Misha Ketchell writes:



The Bulletin
describes itself as “Australia’s longest running magazine … devoted to news and current affairs.”

So how did today’s Bulletin
cover the biggest news story of the past week, the media bunfight over
the Llewellyn affidavit and management turmoil at the Nine network? Not
a word (or a picture or a cartoon).

We contacted editor-in-chief
Garry Linnell and editor Kathy Bail this morning to find out why the
story slipped past them, but we’re yet to hear back. We can only assume
they believed today’s cover story “The Office Diet” was a genuinely
bigger story than, er, “Nine Implodes”. And, of course, that editorial
decision didn’t have anything to do with the fact that Nine and The Bulletin are corporate stablemates or that Linnell is about take up the top news job at Nine.

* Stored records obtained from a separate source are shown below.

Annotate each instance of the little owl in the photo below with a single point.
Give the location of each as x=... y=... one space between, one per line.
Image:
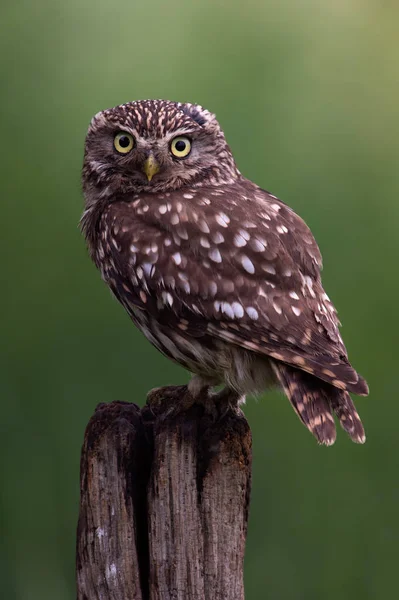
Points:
x=221 y=276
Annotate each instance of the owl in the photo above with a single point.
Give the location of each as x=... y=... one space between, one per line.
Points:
x=220 y=275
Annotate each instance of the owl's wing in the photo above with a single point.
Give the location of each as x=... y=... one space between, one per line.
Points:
x=234 y=263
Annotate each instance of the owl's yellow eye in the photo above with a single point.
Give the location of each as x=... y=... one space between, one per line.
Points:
x=180 y=146
x=123 y=142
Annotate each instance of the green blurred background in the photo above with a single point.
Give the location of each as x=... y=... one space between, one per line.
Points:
x=307 y=93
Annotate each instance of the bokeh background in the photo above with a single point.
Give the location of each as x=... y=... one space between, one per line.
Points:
x=307 y=93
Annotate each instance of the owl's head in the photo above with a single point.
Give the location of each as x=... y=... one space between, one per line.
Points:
x=154 y=146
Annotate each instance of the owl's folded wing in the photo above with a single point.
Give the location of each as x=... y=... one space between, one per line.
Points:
x=249 y=276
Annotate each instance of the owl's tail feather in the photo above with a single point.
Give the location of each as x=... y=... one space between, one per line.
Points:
x=314 y=401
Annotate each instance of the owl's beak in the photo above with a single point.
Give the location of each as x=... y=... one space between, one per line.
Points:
x=150 y=167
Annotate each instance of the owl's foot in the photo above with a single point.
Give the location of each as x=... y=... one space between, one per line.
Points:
x=176 y=398
x=173 y=400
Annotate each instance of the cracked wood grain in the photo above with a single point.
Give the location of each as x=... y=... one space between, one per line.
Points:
x=164 y=501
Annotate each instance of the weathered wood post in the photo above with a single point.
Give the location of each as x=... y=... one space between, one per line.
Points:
x=164 y=501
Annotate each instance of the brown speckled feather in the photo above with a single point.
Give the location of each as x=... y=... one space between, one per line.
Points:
x=221 y=276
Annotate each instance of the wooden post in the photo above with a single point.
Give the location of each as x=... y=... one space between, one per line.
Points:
x=164 y=501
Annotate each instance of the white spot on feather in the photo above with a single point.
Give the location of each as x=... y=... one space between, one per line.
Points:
x=177 y=258
x=252 y=313
x=248 y=264
x=215 y=255
x=238 y=309
x=218 y=238
x=239 y=241
x=269 y=269
x=222 y=219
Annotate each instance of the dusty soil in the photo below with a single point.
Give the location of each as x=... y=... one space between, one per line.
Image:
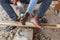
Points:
x=45 y=34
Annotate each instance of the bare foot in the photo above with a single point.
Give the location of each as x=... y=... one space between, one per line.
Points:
x=36 y=22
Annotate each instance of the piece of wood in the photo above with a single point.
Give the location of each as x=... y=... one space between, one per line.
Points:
x=28 y=24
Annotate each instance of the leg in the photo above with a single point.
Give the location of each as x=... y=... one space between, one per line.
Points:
x=43 y=8
x=5 y=4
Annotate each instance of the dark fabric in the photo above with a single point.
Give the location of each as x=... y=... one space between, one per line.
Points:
x=27 y=1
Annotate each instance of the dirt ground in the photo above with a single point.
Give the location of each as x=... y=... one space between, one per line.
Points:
x=45 y=34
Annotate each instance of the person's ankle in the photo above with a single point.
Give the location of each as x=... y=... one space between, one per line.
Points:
x=27 y=14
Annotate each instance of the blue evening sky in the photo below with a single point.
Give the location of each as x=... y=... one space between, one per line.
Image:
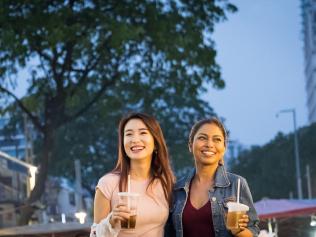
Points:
x=260 y=51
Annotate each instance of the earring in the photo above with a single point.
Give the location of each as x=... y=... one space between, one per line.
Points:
x=221 y=161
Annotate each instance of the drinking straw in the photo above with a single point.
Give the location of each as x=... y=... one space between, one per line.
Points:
x=128 y=190
x=129 y=183
x=238 y=190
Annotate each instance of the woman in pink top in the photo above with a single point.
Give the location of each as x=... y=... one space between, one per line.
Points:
x=142 y=154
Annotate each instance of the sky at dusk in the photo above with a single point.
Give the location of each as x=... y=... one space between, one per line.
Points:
x=260 y=51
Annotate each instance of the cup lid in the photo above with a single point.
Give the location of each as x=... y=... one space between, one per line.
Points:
x=235 y=206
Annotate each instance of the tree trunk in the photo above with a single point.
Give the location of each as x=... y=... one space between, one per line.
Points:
x=28 y=209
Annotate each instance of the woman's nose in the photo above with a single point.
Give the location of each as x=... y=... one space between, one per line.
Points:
x=210 y=143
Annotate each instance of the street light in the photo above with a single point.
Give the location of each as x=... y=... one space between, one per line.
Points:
x=297 y=157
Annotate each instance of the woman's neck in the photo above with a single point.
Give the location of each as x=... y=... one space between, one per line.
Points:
x=205 y=173
x=140 y=169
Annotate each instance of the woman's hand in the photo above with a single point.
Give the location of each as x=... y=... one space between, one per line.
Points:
x=119 y=213
x=242 y=225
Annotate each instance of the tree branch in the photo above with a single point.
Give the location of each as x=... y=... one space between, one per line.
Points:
x=33 y=118
x=105 y=85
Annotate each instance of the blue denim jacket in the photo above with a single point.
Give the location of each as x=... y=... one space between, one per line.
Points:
x=225 y=190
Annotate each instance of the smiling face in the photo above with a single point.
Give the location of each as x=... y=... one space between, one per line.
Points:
x=208 y=145
x=138 y=141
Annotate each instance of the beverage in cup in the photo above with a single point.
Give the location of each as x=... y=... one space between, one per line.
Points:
x=130 y=200
x=235 y=212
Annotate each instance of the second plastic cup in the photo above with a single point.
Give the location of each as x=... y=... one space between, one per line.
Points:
x=131 y=201
x=235 y=212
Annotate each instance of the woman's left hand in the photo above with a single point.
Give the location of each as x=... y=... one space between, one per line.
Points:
x=242 y=225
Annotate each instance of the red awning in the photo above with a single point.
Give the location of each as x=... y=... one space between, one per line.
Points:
x=284 y=208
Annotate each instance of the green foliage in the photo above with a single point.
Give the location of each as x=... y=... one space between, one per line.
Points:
x=91 y=61
x=270 y=169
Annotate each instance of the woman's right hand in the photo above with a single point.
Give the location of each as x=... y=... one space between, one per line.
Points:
x=119 y=213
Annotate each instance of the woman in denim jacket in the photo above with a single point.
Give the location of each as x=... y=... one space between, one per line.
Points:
x=200 y=199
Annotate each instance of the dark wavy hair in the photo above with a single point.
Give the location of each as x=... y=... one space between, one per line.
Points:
x=160 y=164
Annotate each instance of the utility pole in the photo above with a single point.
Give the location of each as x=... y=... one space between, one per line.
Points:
x=78 y=186
x=28 y=141
x=308 y=179
x=296 y=153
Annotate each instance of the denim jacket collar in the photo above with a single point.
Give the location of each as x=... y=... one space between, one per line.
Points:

We also called The Chaser team to ask why they failed to mention the Nine story in their spoofy Bulletin
column. Chaser’s website editor Dominic Knight said that in the past
ACP had decided not to run some stories about PBL or Nine and they
“don’t always print unfiltered what we submit.” But this time it wasn’t
a case of censorship – there wasn’t any need because the Chaser gang
decided not to write anything about the Nine brouhaha.

“I
currently write for Fairfax, News and ACP – all major news media
organisations (apart from the ABC) will not publish stuff that is
embarrassing to themselves, in my experience,” he said.

“Australia’s longest running magazine … devoted to news and current affairs.” Except when it’s too close to home.